So it’s understandable that the scrutiny of analysis is as white-hot as it’s ever been, and perhaps that’s a good thing. At least people care about ratings, which is more than can be said for the balance of the media landscape these days. Traditional television is consumed across multiple screens, heavily time-shifted and, at least as Nielsen is currently constructed, virtually impossible to accurately measure on a timely basis. So to NBCU’s credit, the efforts of ex-Nielsen exec Kelly Abcarian to spearhead a measurement approach incorporating multiple yardsticks from over 70 companies is both timely and necessary. And thanks to seasoned, intelligent veteran writers like The Hollywood Reporter’s Rick Porter, more measured and fair summaries are available for those who are smart enough to find them. If you click below, I’ll save you the trouble of finding it.

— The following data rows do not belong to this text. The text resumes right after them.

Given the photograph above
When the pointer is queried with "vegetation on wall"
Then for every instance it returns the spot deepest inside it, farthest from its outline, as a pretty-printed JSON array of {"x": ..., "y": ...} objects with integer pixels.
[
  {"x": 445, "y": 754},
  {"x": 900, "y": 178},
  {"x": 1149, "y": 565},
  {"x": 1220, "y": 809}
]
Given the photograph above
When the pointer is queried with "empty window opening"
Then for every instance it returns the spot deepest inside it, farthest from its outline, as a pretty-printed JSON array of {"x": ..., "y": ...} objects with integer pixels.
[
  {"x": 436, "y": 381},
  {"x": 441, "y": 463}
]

The gist of Porter’s recap is that while percentage drops versus historic benchmarks are alarming in the context of the rapid evolution of the media landscape they are consistent with the rate or erosion and fractionization the industry is seeing in general. NBC utilizes a “Frankenmetric” called Total Audience Delivery, a concept initially introduced by its former research czar Alan Wurtzel\ when they began to spread its coverage across multiple networks and platforms in multiple languages during the previous decade. TAD combines Nielsen data with digital data from Adobe Analytics. It also accounts for the concept of reach versus average audience, putting television audience measurement on a level playing field with digital and one especially crucial to an event largely being conducted in real time in the dead of night. The Porter piece uses the TAD measures as its foundation, and immediately gives it more credence than many others out there.

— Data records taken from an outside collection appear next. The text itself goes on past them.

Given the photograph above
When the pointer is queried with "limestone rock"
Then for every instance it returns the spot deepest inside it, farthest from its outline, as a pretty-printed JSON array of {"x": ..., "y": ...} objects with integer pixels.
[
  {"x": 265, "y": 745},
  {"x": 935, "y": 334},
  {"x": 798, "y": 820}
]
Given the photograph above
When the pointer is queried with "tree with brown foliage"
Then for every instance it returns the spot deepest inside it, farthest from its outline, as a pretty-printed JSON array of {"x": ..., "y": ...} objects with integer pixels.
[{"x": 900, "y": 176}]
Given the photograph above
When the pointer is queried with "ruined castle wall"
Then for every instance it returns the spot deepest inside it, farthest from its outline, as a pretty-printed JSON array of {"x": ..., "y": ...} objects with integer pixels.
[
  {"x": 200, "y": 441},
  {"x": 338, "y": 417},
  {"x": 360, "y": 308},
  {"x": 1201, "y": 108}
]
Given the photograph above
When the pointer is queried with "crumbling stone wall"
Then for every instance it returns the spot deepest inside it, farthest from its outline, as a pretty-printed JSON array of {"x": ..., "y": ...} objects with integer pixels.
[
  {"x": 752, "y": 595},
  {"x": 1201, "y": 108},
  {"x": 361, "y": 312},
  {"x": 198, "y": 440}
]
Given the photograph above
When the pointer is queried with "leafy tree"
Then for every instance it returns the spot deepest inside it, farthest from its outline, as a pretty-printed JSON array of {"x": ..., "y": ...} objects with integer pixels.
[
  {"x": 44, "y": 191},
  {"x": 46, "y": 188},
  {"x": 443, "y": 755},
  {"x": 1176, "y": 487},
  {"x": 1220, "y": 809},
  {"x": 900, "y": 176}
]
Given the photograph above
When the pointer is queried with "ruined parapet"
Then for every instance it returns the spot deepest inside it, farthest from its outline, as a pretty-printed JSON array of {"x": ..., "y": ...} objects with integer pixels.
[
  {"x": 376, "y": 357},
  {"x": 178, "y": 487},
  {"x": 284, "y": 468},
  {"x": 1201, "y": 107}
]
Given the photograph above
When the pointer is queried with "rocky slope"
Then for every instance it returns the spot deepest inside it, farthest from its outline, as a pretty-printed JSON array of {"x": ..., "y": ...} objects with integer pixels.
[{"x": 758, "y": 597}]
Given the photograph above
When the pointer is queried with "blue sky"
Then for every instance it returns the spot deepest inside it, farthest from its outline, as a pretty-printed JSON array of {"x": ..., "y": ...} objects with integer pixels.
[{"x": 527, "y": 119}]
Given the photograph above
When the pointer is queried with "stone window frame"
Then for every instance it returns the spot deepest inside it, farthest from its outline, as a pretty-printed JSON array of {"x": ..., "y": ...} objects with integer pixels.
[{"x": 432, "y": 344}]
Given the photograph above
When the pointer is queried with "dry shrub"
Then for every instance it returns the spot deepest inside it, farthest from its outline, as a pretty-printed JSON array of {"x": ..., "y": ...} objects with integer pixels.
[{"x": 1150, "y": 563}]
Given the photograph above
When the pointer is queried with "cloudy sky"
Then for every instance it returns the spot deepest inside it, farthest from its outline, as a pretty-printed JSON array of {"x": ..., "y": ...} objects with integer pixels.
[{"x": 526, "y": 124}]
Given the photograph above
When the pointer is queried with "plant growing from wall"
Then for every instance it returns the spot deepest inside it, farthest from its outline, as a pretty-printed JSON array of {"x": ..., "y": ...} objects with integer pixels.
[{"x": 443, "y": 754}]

For Peacock, a struggling SVOD service where specific data has otherwise been scarce, this has been a necessary shot in the arm. As NBC bragged in its own press release, it had already exceeded one billion minutes of aggregate viewing by Sunday, the fastest yet for any Winter Games in any digital iteration. Yes, this year there are more events available to more subscribers, plus a ton of free content to boot. Unlike the complex and inconvenient navigations of prior years’ Games, Peacock provides one-stop shopping for all things Olympics on whatever screen you may be consuming content on. Personally, while I have DirecTV and the streamlined three English language network plus enhanced coverage of the networks of NBCU I prefer the Peacock interface. My focus group size of one notwithstanding, I have some degree of confidence it’s representative.

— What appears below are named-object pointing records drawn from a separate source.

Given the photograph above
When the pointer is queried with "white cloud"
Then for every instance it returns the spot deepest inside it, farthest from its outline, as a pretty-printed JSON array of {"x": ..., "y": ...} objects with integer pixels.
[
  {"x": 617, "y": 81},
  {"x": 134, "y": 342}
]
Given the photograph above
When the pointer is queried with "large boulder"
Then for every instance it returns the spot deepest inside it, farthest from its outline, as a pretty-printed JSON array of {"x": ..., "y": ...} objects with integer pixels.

And Abcarian is also championing the concept of ROI as a barometer for success and thanks to the innovative team at iSpot concrete data is available to back her up. An advertiser cares far more about whether or not their message can be seen and how resonant it is when it is versus merely how many people see it. iSpot measures ad load and value far more accurately than many of its more entrenched competitors, one reason I championed it for Sony during my most recent corporate gig. Using iSpot data, NBCU reported that the opening weekend produced the following values for its advertising partners:
- Across Sunday’s primetime coverage, NBCU ran a 33% lower ad load than the other broadcast networks and delivered 241% more ad impressions per unit than the other three broadcast networks combined.
- For the third consecutive day, the Olympics took the #1 spot for ad impressions with a 24.2% share of voice – more than tripling the #2 show.
- 14.5 million people viewed the advertising pod immediately after Mikaela Shiffrin’s race at 8:40 p.m. ET.
In simpler Leblanguage, what this means is that the companies that will ultimately determine whether the $7.6B on the table is accounted for are running spots in a less cluttered environment with greater reach than almost anything else they can buy anywhere and that despite lower overall audience deliveries spots that run after a key event can generate significantly larger ones, thus justifying NBCU’s desire to charge more for them.
But even with all of this ammo, this political landscape gives NBCU the additional challenge of having to walk away from certain advertisers who are willing to pay rack rate. It refused to allow an ad purchased by Florida congressman Mike Waltz that was critical of China’s alleged human rights abuse policies that was scheduled to run in the Washington, D.C. market. It also featured the endorsement of NBA player Enes Kanter Freedom, a Swiss-born Turk who has been an outspoken critic of sports’ support for a regime that has been accused of genocide against Uyghur Muslims. The ad, which urged the boycott of companies sponsoring what they called the “Genocide Games”, was rejected due to its inclusion of unauthorized corporate logos in it. China chose an Uyghur athlete as one of its two torch-lighters during the opening ceremony, perceived by many as a thumb in the face of a critical world.
As this new deal unfolds, future Olympiads will be airing in more U.S.-friendly time zones, including the holy grail of the 2028 Summer Olympics in Los Angeles. By the time the Olympics return to America there’s literally no telling what world will exist. We could be in the last days of a second Trump presidency, and Peacock may no longer exist. For that matter, NBCU may no longer exist. Remember, in 2016 a great deal of the Rio games aired on NBCSN and Bravo, and Barack Obama was president.
Ring me in ’28 and we’ll compare notes. Or sooner, please.